Les Grands de ce monde s'expriment dans

La culture à Monaco

« L'art est un cortège de solitudes, mais lorsque les solitudes s'épousent, il en résulte une force incalculable... »
Bien des années après avoir esquissé les silhouettes de Karsavina et de Nijinski pour l'Opéra de Monte-Carlo, Jean Cocteau fait ce constat. Le culturel, il est vrai, est encore un gros mot, un peu réducteur. Il va très vite se métamorphoser en retrouvailles avec ses racines populaires. Le succès de notre petit pays, c'est d'être revenu au fondamental, à l'éducation partagée. La victoire de sa pérennité, ce sont aussi les goûts de nos Princes et Princesses pour l'exploration artistique de leur temps, pour une culture où rien n'est figé.
Certes, l'après-guerre des années 1920 est turbulent. Mais le foisonnement de gens de qualité et la prise de risque parfois iconoclaste interpellent sur fond de crise économique. Révolution plutôt qu'évolution, le public n'est pas encore prêt. Le chahut secoue les théâtres à l'heure du Sacre du printemps de Stravinski. Nouveau scandale pour Parade, ce grand dessein dont rêvent Picasso, Erik Satie, Gabrielle Chanel et... Cocteau.
Pourtant, peintres, musiciens, danseurs, écrivains ne songent-ils pas à cet art total que leur contestent les surréalistes et, plus encore, le mouvement Dada qui n'a d'autre programme que de faire table rase ?
De cette agitation naîtra l'audace de la création. À Monaco, Raoul Gunsbourg, à l'avant-scène de l'excellence, fait un triomphe avec la première de La Damnation de Faust à l'Opéra. Gunsbourg, un aventurier magnifique, va signer un parcours de directeur artistique où il n'y a pas de place pour l'hésitation. Encouragé par le Prince Pierre, il ouvre la grande porte à Serge de Diaghilev, ce Russe au caractère ombrageux qui fera se dresser de leurs fauteuils des milliers de spectateurs enthousiastes.
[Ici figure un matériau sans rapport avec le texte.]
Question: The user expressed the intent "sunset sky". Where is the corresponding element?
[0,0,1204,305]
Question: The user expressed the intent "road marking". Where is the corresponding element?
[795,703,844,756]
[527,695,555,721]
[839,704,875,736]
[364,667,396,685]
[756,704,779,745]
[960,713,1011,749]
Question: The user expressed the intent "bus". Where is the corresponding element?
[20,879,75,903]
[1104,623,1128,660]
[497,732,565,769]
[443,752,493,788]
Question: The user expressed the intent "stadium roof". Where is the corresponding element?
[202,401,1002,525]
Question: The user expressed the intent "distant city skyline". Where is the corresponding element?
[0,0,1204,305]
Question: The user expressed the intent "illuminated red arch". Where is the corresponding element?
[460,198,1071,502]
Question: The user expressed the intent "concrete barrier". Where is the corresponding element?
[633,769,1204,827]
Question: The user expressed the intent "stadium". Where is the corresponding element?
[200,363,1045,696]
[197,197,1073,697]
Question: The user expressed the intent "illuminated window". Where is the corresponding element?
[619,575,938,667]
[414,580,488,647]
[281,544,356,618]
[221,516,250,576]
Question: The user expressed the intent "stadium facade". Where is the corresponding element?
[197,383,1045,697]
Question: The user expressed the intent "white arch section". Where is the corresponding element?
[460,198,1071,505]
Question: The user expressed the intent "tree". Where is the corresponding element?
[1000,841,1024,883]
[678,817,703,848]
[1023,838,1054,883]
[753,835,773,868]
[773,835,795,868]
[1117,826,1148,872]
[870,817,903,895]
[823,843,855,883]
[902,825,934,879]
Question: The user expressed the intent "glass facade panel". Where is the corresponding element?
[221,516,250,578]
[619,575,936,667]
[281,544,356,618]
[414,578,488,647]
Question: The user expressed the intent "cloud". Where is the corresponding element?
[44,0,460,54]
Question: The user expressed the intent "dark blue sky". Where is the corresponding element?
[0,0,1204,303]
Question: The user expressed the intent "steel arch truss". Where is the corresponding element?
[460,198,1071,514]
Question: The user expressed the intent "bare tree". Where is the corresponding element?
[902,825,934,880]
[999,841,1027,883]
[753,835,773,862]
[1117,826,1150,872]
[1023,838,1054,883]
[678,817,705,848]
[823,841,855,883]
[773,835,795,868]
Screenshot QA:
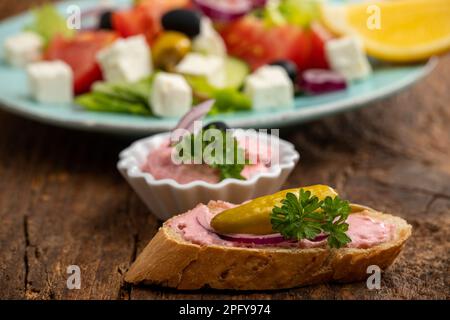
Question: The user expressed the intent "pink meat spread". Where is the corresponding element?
[168,201,395,248]
[141,141,270,184]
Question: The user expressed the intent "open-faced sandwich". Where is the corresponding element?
[125,185,411,290]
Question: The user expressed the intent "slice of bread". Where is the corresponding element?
[125,201,411,290]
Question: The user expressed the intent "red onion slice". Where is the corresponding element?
[219,233,288,244]
[194,0,266,22]
[299,69,347,94]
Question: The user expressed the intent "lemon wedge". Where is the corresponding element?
[321,0,450,62]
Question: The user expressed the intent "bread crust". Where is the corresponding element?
[125,202,412,290]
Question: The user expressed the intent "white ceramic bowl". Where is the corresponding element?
[117,133,300,220]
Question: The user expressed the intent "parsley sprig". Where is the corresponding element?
[179,126,249,181]
[270,189,351,248]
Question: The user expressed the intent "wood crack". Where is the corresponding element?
[374,178,450,199]
[23,215,30,295]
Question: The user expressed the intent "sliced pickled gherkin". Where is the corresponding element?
[211,185,337,235]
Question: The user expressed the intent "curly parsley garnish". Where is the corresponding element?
[175,126,249,181]
[270,189,351,248]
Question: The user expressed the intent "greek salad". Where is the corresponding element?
[4,0,371,117]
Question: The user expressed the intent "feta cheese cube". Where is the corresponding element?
[150,72,192,117]
[192,17,227,56]
[175,53,226,87]
[325,36,372,80]
[27,61,73,103]
[97,35,153,82]
[244,66,294,110]
[4,32,44,67]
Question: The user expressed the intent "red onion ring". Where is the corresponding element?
[194,0,267,22]
[299,69,347,94]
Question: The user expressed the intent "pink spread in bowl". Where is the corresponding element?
[168,201,395,248]
[141,141,270,184]
[117,132,300,220]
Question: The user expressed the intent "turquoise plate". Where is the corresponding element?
[0,0,436,135]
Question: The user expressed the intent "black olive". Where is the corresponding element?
[98,11,113,30]
[161,9,201,38]
[203,121,230,131]
[270,60,298,83]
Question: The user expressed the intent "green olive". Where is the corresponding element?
[152,31,191,72]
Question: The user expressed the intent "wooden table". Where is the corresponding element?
[0,0,450,299]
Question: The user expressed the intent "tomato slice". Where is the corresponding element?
[220,17,329,71]
[45,31,117,94]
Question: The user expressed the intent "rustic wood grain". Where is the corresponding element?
[0,0,450,299]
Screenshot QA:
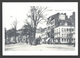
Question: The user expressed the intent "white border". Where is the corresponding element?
[2,2,78,56]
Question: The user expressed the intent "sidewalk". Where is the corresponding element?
[5,43,75,51]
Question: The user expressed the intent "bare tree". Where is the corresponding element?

En ces années d'incertitude politique, on ne peut ignorer la traduction économique des choix. La voie est tracée, celle de l'enrichissement du patrimoine intellectuel, artistique et éthique. À quel prix ? Celui du soutien inconditionnel du Prince Albert et de la Princesse Alice. Malgré la guerre, un public de qualité demeure fidèle à la Principauté, et si le krach des Années folles qui s'annonce assombrit le ciel des créateurs, les mécènes sont là. Ainsi Coco Chanel survient-elle à point nommé pour maintenir la tête hors de l'eau à Diaghilev et ses Ballets. Une troupe de surdoués : la Pavlova, Nijinski et Bakst, l'éblouissant costumier-décorateur. Rassurer, soutenir, c'est un état d'esprit dans l'action.
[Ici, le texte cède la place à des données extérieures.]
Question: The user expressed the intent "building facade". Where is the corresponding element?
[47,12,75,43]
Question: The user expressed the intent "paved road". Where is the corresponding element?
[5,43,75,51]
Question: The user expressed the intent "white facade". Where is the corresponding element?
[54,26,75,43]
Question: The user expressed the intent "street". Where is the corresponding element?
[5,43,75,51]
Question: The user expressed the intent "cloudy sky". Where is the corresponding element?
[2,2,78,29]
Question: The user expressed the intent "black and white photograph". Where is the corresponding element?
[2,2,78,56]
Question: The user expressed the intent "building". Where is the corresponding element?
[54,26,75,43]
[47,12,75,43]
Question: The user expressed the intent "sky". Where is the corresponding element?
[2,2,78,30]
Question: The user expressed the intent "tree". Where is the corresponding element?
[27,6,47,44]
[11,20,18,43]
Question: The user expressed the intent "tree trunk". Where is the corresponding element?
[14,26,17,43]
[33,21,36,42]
Le cinéma se met à parler. Marie Blanc et la Princesse Caroline qui inventèrent Monte-Carlo ne sont plus là. L'élan est donné. Monaco a construit un Palais des Arts qui ne manque ni d'allure ni de toupet. Charlie Chaplin, sans badine et sans chapeau, y présente la première de son film culte, Les Lumières de la ville. Ballets, Orchestre philarmonique, Opéra, initiatives littéraires du Prince Pierre, le vent se lève et souffle dans la bonne direction. Qualité, diversité, excellence, éducation. Bientôt on exportera cette image de marque.
Diaghilev meurt à l'orée des années 1930, Serge Lifar coupe la mèche de cheveux blancs de celui que l'on appelait « Chinchilla ». La danse, cet art emblématique, ne risque-t-elle pas de disparaître avec lui ? Il y aura toujours un homme, une femme, un personnage providentiel dans l'histoire culturelle de Monaco. René Blum, l'homme de théâtre qui accordera sa confiance à Marcel Pagnol, est très conscient de cette époque de tous les dangers. Blum abat la carte de la continuité et choisit Serge Grigoriev, le plus proche collaborateur de Diaghilev. Prémonitoire. Trois quarts de siècle plus tard, Jean-Christophe Maillot met sa griffe à l'ultime tableau de sa dernière chorégraphie. Avec ce cri d'espoir. Après la danse... il y a encore la danse !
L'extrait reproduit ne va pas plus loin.